Last year we travelled to Chicago, Ill., which privatized its parking meters in February of 2009 and to the city of Harrisburg, Pa., which is considering leasing its parking facilities to help pay down a staggering amount of municipal debt.
As the year starts, Chicagoans have gotten another reminder of why the parking meter lease has been so deeply unpopular. As Chicago enters the fourth year of its 75-year deal, fees have once again increased. Meter rates have risen from $5.00 an hour to $5.75 an hour in the central business district, effective twenty-four hours a day.
Meanwhile in Harrisburg, the financial fortunes of Pennsylvania’s capital city have become much more complicated. After rejecting the Mayor’s financial recovery plan, the City Council filed for Chapter 9 municipal bankruptcy, against the mayor’s wishes. However, a federal court judge has since thrown-out the bankruptcy filing and the state has appointed a receiver, attorney David Unkovic, to take over the Harrisburg’s finances and implement a plan to pay the more than $300 million dollars in debt that the city owes.

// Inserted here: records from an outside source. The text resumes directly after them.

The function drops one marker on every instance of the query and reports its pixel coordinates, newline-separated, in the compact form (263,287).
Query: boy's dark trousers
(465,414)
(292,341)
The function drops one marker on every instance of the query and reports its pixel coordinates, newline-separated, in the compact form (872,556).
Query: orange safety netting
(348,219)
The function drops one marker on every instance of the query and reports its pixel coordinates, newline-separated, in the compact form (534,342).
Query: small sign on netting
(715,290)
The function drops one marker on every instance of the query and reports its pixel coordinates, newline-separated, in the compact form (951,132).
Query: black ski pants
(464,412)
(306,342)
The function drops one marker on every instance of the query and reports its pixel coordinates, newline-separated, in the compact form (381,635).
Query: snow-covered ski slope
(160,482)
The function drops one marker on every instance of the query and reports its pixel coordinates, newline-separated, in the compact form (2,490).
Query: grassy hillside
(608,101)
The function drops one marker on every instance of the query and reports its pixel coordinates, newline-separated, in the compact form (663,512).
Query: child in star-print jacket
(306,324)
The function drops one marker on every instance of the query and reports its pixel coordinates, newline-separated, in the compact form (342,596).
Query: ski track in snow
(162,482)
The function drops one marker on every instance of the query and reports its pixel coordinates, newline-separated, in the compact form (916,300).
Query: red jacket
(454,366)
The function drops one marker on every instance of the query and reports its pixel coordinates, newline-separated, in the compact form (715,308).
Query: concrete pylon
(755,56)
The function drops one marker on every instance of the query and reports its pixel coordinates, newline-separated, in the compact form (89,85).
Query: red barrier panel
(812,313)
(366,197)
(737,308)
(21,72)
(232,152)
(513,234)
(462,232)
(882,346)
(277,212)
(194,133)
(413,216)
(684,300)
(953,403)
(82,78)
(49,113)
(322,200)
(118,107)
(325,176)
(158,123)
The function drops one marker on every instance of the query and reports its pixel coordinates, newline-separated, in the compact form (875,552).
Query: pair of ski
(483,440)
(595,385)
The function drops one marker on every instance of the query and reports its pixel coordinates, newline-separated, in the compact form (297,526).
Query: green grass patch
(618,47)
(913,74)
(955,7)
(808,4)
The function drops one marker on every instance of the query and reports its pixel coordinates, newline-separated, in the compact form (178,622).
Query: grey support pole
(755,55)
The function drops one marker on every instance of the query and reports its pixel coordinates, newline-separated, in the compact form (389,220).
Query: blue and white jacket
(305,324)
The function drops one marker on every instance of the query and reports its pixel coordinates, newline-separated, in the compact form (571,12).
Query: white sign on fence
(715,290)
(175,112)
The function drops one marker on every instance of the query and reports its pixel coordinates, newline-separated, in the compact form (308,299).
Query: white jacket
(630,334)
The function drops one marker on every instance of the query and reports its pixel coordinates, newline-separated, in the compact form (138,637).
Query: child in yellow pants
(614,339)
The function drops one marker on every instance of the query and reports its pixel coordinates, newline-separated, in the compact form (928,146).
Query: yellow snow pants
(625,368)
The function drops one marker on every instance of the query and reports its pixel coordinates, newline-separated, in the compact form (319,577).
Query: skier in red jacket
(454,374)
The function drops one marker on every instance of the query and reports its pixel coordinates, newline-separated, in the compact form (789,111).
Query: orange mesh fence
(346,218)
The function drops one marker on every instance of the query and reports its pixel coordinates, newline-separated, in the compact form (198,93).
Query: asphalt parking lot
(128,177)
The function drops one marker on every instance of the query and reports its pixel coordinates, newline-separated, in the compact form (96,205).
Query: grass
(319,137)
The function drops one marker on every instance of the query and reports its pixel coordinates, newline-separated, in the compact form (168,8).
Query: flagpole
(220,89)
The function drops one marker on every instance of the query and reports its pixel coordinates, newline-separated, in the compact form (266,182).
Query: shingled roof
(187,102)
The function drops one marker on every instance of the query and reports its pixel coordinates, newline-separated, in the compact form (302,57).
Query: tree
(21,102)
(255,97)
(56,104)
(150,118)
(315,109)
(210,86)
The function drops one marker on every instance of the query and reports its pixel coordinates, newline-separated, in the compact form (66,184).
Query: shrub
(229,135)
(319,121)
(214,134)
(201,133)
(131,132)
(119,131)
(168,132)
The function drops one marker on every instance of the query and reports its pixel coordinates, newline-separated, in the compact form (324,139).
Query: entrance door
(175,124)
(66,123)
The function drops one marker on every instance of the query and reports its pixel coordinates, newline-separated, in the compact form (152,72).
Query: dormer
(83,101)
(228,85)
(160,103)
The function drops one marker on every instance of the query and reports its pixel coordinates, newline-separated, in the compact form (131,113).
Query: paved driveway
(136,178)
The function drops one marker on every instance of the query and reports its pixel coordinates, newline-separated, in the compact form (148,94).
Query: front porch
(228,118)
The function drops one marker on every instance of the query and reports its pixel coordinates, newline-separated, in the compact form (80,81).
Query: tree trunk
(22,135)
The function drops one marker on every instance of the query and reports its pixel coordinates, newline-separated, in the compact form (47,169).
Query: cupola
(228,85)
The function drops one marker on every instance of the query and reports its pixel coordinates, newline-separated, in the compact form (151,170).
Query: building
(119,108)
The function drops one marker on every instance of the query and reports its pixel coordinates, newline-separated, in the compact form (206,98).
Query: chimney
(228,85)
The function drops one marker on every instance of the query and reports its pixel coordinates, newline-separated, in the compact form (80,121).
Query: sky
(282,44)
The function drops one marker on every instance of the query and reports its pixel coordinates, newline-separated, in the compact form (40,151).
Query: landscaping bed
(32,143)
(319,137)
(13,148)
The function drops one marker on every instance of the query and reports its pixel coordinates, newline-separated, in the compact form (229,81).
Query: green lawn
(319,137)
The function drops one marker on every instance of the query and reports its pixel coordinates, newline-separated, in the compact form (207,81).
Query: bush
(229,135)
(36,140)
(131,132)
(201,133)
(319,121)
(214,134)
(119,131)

Although the City Council rejected a plan to lease the parking system in 2008, a lease or sale of Harrisburg’s parking system, along with the sale of the trash incinerator that is the primary cause of the city’s crippling debt, appears likely to be included in any fiscal plan for Harrisburg. Leasing the parking system for an infusion of money upfront was included in both the State’s and the Mayor’s financial recovery plan.
But the new Harrisburg receiver, who has until February 6 to develop a plan, has pledged to be open-minded regarding city assets in looking for a solution. In an interview with the Patriot-News Editorial Board, receiver Unkovic said, “I am not coming into this with any assumptions. I am willing to hear which assets people think should be sold or leased.” And he added that, “one of my fundamental assumptions is that it is better off for the city if they lease or sell fewer assets rather than more assets.”